In this post I'll write some notes about CloudFoundry buildpacks, which files are needed to make them work, and in general how I used an Heroku buildpack to deploy a simple Rust application to GE Predix (that uses CF).
Note: for those who did not heard of CloudFoundry, it is an open source platform that you can deploy on your own servers, AWS or other IaaS services to run your services. Using it lets you migrate applications from Predix to Bluemix or other PaaSes easily.
Before we go further... what is a buildpack?
A buildpack is a collection of scripts that prepares a virtual machine (dyno in Heroku slang) to build and run your application in the cloud. In this article we're going to see how to build one of these.
Ok, let's see...
The documentation about custom buildpack explains how a buildpack works, and which files are necessary to successfully build and run a project in the cloud (foundry).

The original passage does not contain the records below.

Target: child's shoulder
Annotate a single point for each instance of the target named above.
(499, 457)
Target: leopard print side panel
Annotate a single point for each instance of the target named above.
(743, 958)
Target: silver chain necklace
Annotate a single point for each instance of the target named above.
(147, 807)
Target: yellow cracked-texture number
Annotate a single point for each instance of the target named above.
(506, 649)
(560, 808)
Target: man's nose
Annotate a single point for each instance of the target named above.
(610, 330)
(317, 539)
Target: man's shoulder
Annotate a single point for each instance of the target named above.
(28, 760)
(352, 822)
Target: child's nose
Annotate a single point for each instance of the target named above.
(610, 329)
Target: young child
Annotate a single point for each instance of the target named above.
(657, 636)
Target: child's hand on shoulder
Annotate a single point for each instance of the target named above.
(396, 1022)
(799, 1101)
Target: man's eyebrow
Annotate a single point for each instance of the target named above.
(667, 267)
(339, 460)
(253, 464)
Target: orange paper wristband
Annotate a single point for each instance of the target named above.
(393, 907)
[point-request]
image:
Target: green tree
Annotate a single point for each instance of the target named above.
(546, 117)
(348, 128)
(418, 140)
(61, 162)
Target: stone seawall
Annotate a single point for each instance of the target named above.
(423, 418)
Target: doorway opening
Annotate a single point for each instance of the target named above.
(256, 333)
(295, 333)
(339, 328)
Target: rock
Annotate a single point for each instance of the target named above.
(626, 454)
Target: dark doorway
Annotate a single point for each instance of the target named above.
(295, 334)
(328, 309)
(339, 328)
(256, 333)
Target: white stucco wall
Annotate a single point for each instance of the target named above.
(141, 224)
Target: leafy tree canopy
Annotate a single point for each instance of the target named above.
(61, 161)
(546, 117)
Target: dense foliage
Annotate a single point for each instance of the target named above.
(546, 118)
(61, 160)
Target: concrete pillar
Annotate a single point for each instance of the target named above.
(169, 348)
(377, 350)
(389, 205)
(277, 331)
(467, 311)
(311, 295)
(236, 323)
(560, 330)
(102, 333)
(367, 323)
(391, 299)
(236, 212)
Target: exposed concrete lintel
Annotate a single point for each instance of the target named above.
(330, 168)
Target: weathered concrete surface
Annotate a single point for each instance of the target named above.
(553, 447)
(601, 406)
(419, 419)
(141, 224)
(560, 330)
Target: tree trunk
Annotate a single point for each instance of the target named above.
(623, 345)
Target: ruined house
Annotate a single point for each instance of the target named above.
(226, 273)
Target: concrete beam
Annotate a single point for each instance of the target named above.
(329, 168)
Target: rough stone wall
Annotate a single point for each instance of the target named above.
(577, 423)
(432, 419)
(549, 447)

Custom buildpacks need three (executable) files:
This script determines whethever or not to apply the buildpack to an application. Basically it checks if you are using the wrong buildpack for your project, and stops you before you try to use the Java buildpack for a Rust application. Buildpacks can also be "framework-specific", so it makes sense to check if you're trying to run a Gradle buildpack to build an application meant to be built by Maven.
It is run with only one parameter: the path to the build directory, where the source code and the files loaded during cf push are loaded. In a Rust application, it will contain your source code.
CloudFoundry expects it to return 0 if everything is ok and the buildpack can continue, 1 otherwise.
This script is in charge of configuring the environment and generating a runnable binary from sources. A Rust buildpack would download rustup, install it and use cargo build to build your application.
This script is run with two parameters: the build directory and the cache directory. The last one will contain the assets created during the build process. A Rust buildpack we will speak about later used to store the compiled libraries there, in order to "cache" dependencies and make deploys faster.
This script must generate a .yml file that describes how the application should be executed. An example of such a .yml follows:
default_process_types: web: ./target/release/YOUR_APPLICATION_NAME # in Rust, this suffices.
This script only takes one parameter, the build directory. Please note: some developers use this script as a simple template, in order to automatically generate the correct .yml file during the execution of bin/compile.
An example of a buildpack that has these three scripts is the Rust buildpack built by Aaron Santavicca. If we look at it, we can see that:
- bin/detect checks if our project has a Cargo.toml file. If it doesn't, it cannot be built with cargo.
- bin/compile installs rustup, builds your application with cargo and generates the real bin/release script.
- bin/release is a template to be modified when running bin/compile.
...and that's it. CloudFoundry runs these scripts, reads the .yml file and runs everything as requested. Yay!
Hey, I'm used to Heroku, do I need to change my trusted buildpack?
No, you don't need it.
CloudFoundry buildpacks are compatible with Heroku ones: the good guy HoverBear provides a working buildpack for Rust that relies on multirust and caches build artifacts (mostly dependencies), so you don't have to lose five minutes to build the world every time you launch cf push (at least, it used to do that before RustFest, to brutally fix an unexpected problem with removed dependencies and broken slug size limits).
However, making them run is a bit trickier. When I was evaluating Rust buildpacks, I looked at the HoverBear one, and... bin/release script wasn't there. What kind of magic was going here? How did it even work?
After some testing (and reading the docs), I found out that there are... two ways to make buildpacks missing bin/release work.
The first one is adding the command attribute to the manifest.yml file you wrote for your application. A command: ./target/release/YOUR_APPLICATION_NAME should suffice.
The second one is to add a Procfile to the project. A Procfile is a file that tells CloudFoundry (or Heroku) which command has to be executed to start your application. A simple Procfile for a Rust app may just contain the line
My team and I are developing web apps on Predix (a CloudFoundry instance managed by GE), and I use Rust to build some quick-and-dirty test backends to generate random responses for our frontend. To run Rust on CF, I needed to understand how to build a new application on it, and I spent some time to fully understand how things work. I hope these notes can be useful for you too!